El recorrido por el sitio arqueológico se dilata casi dos horas. Hay que subir, siempre. Aquí la masa turística se espesa más, para hacer (y hacerse) las fotos hay que acompasarse al ritmo de la circulación de personas, hacerse sangre por así decirlo, en sentido figurado por supuesto. Del templo de Apolo, donde estaba la grieta en el suelo a través de la cual salían las emanaciones vaporosas de la tierra que embriagaban a la pitia, es decir, el oráculo, apenas queda nada: destruido por paganismo, caso cerrado según Teodosio. Resulta imposible hacerse una idea completa de lo que debió ser este recinto santo. Todas las ciudades venían aquí a ofrendar y hacer capillas. Sólo queda en pie el espectacular y coqueto Tesoro de los Atenienses, que flanquea la entrada al oráculo, como una especie de vestíbulo. Se sigue subiendo, la cuesta se empina, sobra la ropa, hace calor, hay gatos señores del paisaje y a partir del teatro, hacia arriba, hacia el estadio, el frío serrano se manifiesta otra vez aunque sólo lo suficiente para enfriar el sudor.

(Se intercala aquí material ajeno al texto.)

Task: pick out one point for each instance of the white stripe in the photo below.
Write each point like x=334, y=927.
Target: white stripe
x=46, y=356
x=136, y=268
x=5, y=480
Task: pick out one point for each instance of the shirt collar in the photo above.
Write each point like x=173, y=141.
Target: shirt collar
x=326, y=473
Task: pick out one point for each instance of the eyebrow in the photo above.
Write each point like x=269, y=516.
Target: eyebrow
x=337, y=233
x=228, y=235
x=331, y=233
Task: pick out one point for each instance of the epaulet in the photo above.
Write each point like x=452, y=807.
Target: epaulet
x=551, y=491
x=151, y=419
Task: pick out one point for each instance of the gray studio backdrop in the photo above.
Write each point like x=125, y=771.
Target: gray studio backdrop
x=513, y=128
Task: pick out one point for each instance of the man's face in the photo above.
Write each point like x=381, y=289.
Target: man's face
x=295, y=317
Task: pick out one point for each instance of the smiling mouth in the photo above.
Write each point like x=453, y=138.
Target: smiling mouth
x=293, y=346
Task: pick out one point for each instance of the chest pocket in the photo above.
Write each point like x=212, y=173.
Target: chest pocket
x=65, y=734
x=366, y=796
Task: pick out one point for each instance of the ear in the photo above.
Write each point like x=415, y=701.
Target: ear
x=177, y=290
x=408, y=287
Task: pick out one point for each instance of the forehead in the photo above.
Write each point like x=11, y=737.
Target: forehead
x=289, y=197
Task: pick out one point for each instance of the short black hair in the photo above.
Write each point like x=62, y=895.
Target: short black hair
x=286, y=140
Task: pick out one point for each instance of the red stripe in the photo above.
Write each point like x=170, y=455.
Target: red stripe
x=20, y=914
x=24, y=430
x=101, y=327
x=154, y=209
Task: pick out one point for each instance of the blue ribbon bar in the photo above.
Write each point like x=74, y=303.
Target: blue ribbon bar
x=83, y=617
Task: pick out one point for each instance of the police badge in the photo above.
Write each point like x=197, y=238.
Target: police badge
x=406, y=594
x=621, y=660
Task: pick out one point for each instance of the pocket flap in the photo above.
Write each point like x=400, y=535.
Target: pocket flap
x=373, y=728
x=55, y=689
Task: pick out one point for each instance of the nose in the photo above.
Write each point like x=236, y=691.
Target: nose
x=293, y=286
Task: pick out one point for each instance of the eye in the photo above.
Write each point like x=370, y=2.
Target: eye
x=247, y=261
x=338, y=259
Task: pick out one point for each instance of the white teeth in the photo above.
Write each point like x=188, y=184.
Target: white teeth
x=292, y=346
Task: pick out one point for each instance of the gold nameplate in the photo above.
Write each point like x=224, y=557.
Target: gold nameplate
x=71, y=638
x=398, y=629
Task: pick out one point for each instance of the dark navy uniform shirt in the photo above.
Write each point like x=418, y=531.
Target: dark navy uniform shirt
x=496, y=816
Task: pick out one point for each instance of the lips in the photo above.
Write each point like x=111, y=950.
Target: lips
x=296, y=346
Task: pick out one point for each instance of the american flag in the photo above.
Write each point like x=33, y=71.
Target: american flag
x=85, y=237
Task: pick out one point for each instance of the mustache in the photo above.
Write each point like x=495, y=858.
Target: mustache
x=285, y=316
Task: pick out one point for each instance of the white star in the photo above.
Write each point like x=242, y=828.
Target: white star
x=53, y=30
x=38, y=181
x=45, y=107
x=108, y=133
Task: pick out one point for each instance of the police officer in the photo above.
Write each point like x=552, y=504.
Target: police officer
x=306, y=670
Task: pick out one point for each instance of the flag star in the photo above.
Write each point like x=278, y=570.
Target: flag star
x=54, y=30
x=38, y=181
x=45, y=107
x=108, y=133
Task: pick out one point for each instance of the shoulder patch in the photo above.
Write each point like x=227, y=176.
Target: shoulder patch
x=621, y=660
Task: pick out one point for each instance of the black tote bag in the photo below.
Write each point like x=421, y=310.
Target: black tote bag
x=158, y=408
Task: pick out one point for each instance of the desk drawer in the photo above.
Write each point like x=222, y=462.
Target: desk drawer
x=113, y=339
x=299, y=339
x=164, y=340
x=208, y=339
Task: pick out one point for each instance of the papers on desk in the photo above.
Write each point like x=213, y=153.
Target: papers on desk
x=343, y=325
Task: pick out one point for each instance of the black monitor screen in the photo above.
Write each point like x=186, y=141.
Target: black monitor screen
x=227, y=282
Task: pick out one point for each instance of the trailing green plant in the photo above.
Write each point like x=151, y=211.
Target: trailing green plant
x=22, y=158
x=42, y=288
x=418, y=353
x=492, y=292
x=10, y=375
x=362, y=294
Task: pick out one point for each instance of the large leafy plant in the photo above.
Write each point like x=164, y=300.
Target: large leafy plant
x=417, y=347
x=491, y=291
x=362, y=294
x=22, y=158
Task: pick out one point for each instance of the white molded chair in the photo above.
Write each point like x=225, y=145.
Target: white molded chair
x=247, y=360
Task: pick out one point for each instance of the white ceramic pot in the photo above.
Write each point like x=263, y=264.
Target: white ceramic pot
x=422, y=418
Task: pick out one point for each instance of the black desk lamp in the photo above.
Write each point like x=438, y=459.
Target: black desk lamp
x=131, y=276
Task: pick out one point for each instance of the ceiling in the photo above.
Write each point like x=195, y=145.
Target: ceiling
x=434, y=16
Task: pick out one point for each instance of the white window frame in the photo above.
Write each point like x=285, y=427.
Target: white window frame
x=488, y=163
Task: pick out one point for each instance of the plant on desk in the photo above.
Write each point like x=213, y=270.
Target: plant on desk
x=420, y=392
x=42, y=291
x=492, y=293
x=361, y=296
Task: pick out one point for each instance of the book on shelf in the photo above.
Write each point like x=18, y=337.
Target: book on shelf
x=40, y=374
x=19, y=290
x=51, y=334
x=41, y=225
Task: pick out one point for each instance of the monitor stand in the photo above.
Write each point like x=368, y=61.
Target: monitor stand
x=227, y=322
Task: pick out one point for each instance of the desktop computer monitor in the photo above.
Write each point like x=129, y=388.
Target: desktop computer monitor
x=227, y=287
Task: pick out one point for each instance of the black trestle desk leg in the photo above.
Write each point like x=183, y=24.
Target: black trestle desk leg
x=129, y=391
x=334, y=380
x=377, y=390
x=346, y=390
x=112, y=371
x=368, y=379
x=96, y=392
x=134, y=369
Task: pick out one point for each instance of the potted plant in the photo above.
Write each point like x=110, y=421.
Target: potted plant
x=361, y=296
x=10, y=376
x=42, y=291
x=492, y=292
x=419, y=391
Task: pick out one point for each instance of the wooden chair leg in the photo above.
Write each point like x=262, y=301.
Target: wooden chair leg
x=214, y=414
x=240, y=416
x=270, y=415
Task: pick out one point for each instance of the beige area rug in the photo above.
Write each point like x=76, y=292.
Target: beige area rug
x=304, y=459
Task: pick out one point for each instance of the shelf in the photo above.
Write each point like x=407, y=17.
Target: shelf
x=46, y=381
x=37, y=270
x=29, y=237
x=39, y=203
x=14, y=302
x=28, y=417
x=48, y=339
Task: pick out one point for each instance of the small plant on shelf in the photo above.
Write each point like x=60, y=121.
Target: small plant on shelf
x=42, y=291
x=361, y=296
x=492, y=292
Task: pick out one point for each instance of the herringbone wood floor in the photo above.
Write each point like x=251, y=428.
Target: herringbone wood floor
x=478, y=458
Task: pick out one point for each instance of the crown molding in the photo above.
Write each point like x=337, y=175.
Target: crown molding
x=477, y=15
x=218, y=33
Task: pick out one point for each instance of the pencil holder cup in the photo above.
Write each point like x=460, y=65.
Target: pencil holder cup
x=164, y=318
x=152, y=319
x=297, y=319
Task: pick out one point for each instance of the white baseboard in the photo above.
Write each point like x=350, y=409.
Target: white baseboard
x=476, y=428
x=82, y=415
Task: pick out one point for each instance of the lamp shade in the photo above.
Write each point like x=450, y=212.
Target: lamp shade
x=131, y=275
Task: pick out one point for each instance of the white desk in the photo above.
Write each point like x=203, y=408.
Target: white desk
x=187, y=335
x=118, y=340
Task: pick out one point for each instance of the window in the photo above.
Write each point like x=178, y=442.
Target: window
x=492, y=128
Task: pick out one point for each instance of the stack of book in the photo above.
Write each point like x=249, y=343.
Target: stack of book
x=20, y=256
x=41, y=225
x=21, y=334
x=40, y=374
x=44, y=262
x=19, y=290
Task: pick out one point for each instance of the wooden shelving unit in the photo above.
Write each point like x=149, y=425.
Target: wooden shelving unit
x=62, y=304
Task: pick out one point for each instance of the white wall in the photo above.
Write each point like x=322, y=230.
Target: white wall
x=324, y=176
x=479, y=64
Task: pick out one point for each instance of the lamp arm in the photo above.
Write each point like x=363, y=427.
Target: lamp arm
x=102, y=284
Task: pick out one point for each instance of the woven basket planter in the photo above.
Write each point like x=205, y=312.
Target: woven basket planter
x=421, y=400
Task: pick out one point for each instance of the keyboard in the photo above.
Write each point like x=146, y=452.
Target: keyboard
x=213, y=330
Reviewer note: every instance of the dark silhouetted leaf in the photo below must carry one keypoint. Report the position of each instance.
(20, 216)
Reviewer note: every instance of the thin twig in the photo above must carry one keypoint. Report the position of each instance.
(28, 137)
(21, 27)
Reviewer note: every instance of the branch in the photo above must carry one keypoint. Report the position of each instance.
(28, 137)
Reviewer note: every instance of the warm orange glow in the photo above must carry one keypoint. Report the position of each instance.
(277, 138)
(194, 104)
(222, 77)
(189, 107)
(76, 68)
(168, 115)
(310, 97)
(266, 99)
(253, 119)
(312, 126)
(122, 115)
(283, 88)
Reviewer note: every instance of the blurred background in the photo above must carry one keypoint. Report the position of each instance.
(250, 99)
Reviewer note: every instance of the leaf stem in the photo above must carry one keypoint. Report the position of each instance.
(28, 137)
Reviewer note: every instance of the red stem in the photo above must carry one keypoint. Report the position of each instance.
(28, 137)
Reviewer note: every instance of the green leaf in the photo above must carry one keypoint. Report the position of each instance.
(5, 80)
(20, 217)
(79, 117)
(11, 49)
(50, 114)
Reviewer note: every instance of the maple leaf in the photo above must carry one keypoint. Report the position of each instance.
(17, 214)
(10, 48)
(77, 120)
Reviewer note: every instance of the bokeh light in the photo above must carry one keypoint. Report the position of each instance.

Bajamos en coche medio kilómetro para terminar nuestra visita en el santuario de Atenea Pronaia, la casa que recibía a los peregrinos del Ática, donde está el famoso Tholos que la gente confunde (¡hasta Google!) con el oráculo. Como si se confunde hoy la casa de los sanluqueños o de Triana en El Rocío con la ermita misma.
Almorzamos casi a la hora de merendar en Arájova, un pueblo bello y rico a diez minutos de Delfos, en la ladera del Parnaso: es una estación de esquí y hoy domingo rebosa de gente. La carne de ternera estofada con tomate y canela me transporta al reino del goce; casi no hace falta el cuchillo, las hebras de la carne se van despegando una a una con sólo el tenedor y un poco de pan. Abandono Delfos con una sensación plena de redondez.
En la carretera, atasco. A media hora de Atenas, en el enésimo peaje, dos padres de familia se lían a hostias. Sólo entendemos ¡malaka!, que lo decían mucho los griegos de la segunda temporada de The Wire. Incluso en este rincón de la Europa oriental la pesadumbre del domingo por la tarde carga de pena las almas, la gente hace lo que sea por olvidarlo. Llegamos y sólo son las siete de la tarde. Me da tiempo de comprar para llevarme un par de pimientos y tomates rellenos con arroz y yerbabuena. Anoche, en este mismo establecimiento frente a nuestro apartamento, probé unas excelentes lentejas (¡fakés!). Iba a echar ya, ciertamente, la carne por las orejas.
Hay que hacer la maleta. Espero volver la década que viene.